Seqanswers Leaderboard Ad

**alexdobin** · 12-23-2015, 11:27 AM

Originally posted by analog900 View Post

Hi all,
I'm trying to analyze RNA-seq data (mouse, multiplexed Nextera XT libraries) using STAR and I'm having the problem that I'm getting mostly "no feature" and hardly any annotated reads downstream.

I trimmed reads with cutadapt, ran fastqc for QC and STAR using UCSC mm10 (from illumina ftp) and the associated gtf, running STAR with default parameters. I'm getting on average 85-95% uniquely aligned reads so I was assuming things work. However in the "gene counts" output of STAR (when using quantMode GeneCounts), I'm getting more than 50% of reads as "no feature". When running the STAR output bam files through either htseq-count or featureCounts, I'm getting mostly zeros.
I've included some published (from the Linnarson group) fastq files as positive controls and I'm getting the same results with those files also, suggesting it's not our libraries but the pipeline that's the problem. Would be grateful for any suggestions!
Best Wishes

Hi @analog900

could you please post Log.final.out file and the first 4 lines of the ReadsPerGene.out.tab file?

Cheers
Alex

**analog900** · 12-23-2015, 01:16 PM

Hi Alex,
Thanks for replying!

See below the first few lines from ReadsPerGene and afterwards the Log.final.out

ReadsPerGene:
N_unmapped 55905 55905 55905
N_multimapping 48816 48816 48816
N_noFeature 603492 868892 866859
N_ambiguous 13500 2740 2813
Xkr4 0 0 0
Rp1 0 0 0
Sox17 0 0 0
Mrpl15 0 0 0
Lypla1 0 0 0
Tcea1 45 22 23
Rgs20 12 5 7
Atp6v1h 0 0 0
Oprk1 0 0 0
Npbwr1 0 0 0
Rb1cc1 0 0 0
Fam150a 0 0 0
St18 0 0 0
Pcmtd1 162 79 83
Sntg1 0 0 0
Rrs1 0 0 0
Adhfe1 0 0 0

--------------------------------
Log.Final.Out:
Started job on | Nov 26 21:01:50
Started mapping on | Nov 26 21:01:50
Finished on | Nov 26 21:02:50
Mapping speed, Million of reads per hour | 74.44

Number of input reads | 1,240,652
Average input read length | 357
UNIQUE READS:
Uniquely mapped reads number | 1140207
Uniquely mapped reads % | 91.90%
Average mapped length | 353.64
Number of splices: Total | 421644
Number of splices: Annotated (sjdb) | 402181
Number of splices: GT/AG | 416953
Number of splices: GC/AG | 4241
Number of splices: AT/AC | 209
Number of splices: Non-canonical | 241
Mismatch rate per base, % | 0.55%
Deletion rate per base | 0.02%
Deletion average length | 1.68
Insertion rate per base | 0.01%
Insertion average length | 1.22
MULTI-MAPPING READS:
Number of reads mapped to multiple loci | 48816
% of reads mapped to multiple loci | 3.93%
Number of reads mapped to too many loci | 2488
% of reads mapped to too many loci | 0.20%
UNMAPPED READS:
% of reads unmapped: too many mismatches | 0.00%
% of reads unmapped: too short | 3.76%
% of reads unmapped: other | 0.20%

Thanks so much in advance for your help!

**alexdobin** · 12-23-2015, 04:05 PM

Nothing suspicious in the summary statistics...
It might be a problem with annotations - could you point me to the genome/annotations you were using? And also the public .fastq files you mentioned.

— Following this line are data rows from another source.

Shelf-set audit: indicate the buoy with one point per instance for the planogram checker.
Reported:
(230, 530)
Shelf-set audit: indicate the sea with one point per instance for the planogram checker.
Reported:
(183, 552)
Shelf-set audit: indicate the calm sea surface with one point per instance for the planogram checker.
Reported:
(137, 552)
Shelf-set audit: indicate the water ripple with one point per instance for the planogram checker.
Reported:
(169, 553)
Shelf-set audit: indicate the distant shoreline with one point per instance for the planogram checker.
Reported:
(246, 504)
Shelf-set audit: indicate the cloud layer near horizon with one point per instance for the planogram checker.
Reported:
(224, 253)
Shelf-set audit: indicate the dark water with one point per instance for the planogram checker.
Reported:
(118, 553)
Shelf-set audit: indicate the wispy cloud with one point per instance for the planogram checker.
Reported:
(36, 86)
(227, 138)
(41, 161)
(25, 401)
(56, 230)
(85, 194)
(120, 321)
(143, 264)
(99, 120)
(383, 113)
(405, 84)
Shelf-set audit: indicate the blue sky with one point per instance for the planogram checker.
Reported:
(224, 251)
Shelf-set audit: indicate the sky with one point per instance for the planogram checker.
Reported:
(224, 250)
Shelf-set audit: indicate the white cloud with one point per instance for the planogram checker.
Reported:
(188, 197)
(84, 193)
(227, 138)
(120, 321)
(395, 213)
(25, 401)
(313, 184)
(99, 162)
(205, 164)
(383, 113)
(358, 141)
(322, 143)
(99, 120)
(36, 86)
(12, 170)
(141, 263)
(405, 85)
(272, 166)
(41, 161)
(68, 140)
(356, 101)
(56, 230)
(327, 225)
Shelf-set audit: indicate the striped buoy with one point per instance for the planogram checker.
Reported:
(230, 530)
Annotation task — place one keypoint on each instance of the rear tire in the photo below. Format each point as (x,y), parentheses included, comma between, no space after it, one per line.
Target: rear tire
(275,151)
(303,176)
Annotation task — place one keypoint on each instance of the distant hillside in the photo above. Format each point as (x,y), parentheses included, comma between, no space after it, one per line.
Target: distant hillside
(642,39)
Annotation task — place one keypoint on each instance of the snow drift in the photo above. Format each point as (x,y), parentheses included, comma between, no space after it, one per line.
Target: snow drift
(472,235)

**analog900** · 12-23-2015, 04:25 PM

Hi Alex,

I downloaded UCSC mm10 from here:

Cufflinks

http://cole-trapnell-lab.github.io/cufflinks/igenome_table/index.html

Differential expression and time-series analysis for single-cell RNA-Seq and qPCR experiments.

and downloaded "control data" from here:

http://www.ncbi.nlm.nih.gov/Traces/study/?acc=SRP045452

I used the first dozen of samples, starting with SRR1544693.

Indexed the genome using the --sjdbGTFfile and --sjdbOverhang 299 because we sequenced 300bp paired-end (MiSeq v3 on Nextera XT). I'm assuming this parameter should not negatively affect the short 50bp reads in the Zeisel data (SRR.... files)?

I recompiled STAR (v2.4.2) for long(er) reads by inserting:
#define DEF_readSeqLengthMax 700
into the IncludeDefine.h as described here:

Build software better, together

https://github.com/PacificBiosciences/cDNA_primer/wiki/Bioinfx-study:-Optimizing-STAR-aligner-for-Iso-Seq-data

GitHub is where people build software. More than 100 million people use GitHub to discover, fork, and contribute to over 420 million projects.

As mentioned, mapping using default parameters (I tried outputting as SAM or coord.-sorted BAMS, didn't seem to matter).

Thanks again for your help!

**alexdobin** · 12-30-2015, 01:24 PM

Hi @analog900,

I have mapped one of these samples to m38 assembly with Gencode M8 annotations, and got 1.2M reads mapped uniquely, out of which 600k (50%) were "no feature", i.e. did not overlap annotated exons - this is similar to what you got.

To trick STAR into counting how many read map to entire genes (including both introns and exons), you can use --sjdbGTFfile gencode.vM8.annotation.gtf --sjdbGTFfeatureExon gene --sjdbGTFtagExonParentTranscript gene_id --sjdbGTFtagExonParentGene gene_name .
This resulted in only 100k "no feature" reads (<10%).

It seems like the explanation is that a large proportion of reads (~40%) map to the introns of the genes.

Cheers
Alex

**analog900** · 01-03-2016, 01:29 PM

Hi Alex,
Thanks so very much for your help. I'm still running a few more runs, but it does indeed help. In my own samples the decrease in percentage (no-feature) is not quite as dramatic as in the published controls, but getting a reduction of about 10%. Still leaves me with about 40% "no-feature". I'll look into this more carefully but thanks again so much for helping!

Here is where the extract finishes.